As for the difference in utility, with automobiles it is an object of convenience to which we've grown accustomed. However, society can exist without them, and given the arbitrary nature by which we might try to quantify the convenience difference, I still see an apt comparison, though I admit it's not a perfect parallel, which you've pointed out rather well.
And I know I've said it before, but I'm rather convinced that guns as they exist today are sort of a parallel to Pandora's open box. Control and regulation would, I have a feeling, be nothing more than an exercise in futility.
But ultimately...even if the final cause of a gun murder begins with the brain in a human being sending a message down to a hand to pull a trigger on an inanimate object to kill a person....brains in what appear to be basically good people do this alot in the United States. Arguments turn into murder-suicides even when we're not taking about evil people.
I don't think the man who ran out of his home and shot a kid who was trying to turn around in his driveway is a morally evil person at his core in all likelihood. It's just the kind of thing that happens when you have a gun in your hand and you're afraid. There's no way even the most thorough background checks, evaluations, etc. would have been justified in preventing him from owning a gun for home protection if he so desired.
There was no real evidence that this man was a clear and present danger to society...and yet he became a murderer largely because of bad luck.
So, I don't think the answers are very clear but I'm hesitant to say that we just have to accept these random occurrences as the cost of widespread ownership of largely objectively useless things bringing subjective pleasure/insurance against private coercion to their owners when other places who've gone full bore in getting rid of them aren't objectively worse off and don't have clearly greater amounts of private coercion.
As far as cars go. We as a country and society as a whole would be very obviously worse off as a whole if we banned automobile use because we didn't want car wrecks to happen. Automobile travel has made us exhorbitantly, objectively wealthier than we would be without them. it's not really arbitrary at all. We know we would be waayy worse off and waaay less wealthy without cars.
Sure societies could exist without cars but they are very obviously less well off than societies with cars. Societies without widespread gun ownership like the UK and Japan do not appear to be substantially worse off on the whole than they would be if they had guns in comparison to how much worse off they would be without automobiles.
And, for that matter, automobiles and their use are both heavily regulated. U.S. citizens have a fundamental right to travel in interstate commerce but here's no fundamental right to drive a car to do so and when you do you have to be of certain age, pass a test and use a particular car that meets all kinds of standards. The people of the United States have a compelling interest in regulating your use of a car, an instrument for interstate travel. In that same vein, the People of the United States may have a compelling interest in imposing more regulation on the use of guns pursuant to the right to bear arms than there currently is.

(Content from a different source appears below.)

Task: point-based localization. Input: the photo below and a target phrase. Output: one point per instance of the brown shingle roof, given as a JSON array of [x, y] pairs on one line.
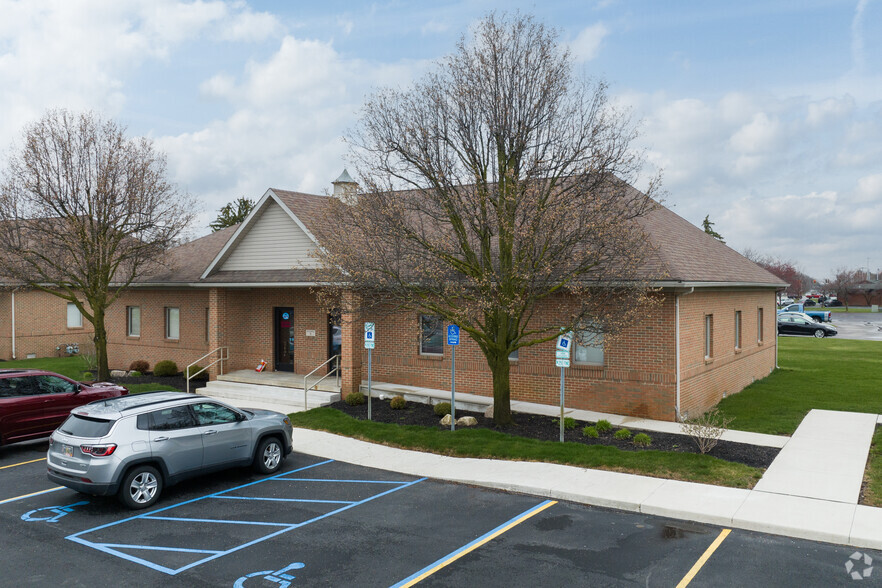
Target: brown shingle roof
[[683, 253]]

I don't see why regulation of guns is so special...that it amounts to pandora's box...that if we better regulated firearms...the next thing you know we're subject to martial law under tyranny. We live in a large regulatory state and everybody is still very free and very happy in the aggregate. We are regulated from cradle to grave. What evidence is there that better/more gun regulation is going to shit that all down the toilet???
And, obviously as a libertarian-type guy you think regulation is "futile" but I think that's wrong. It simply hasn't been elsewhere when done full-stop. I can understand and appreciate the argument that regulation is morally wrong because it is an unjust infringement on liberty even if it would reduce an objective, societal harm but as a practical matter it has done a decent job in other cases when it has been done, full-bore, balls-to-the-wall, on a national level.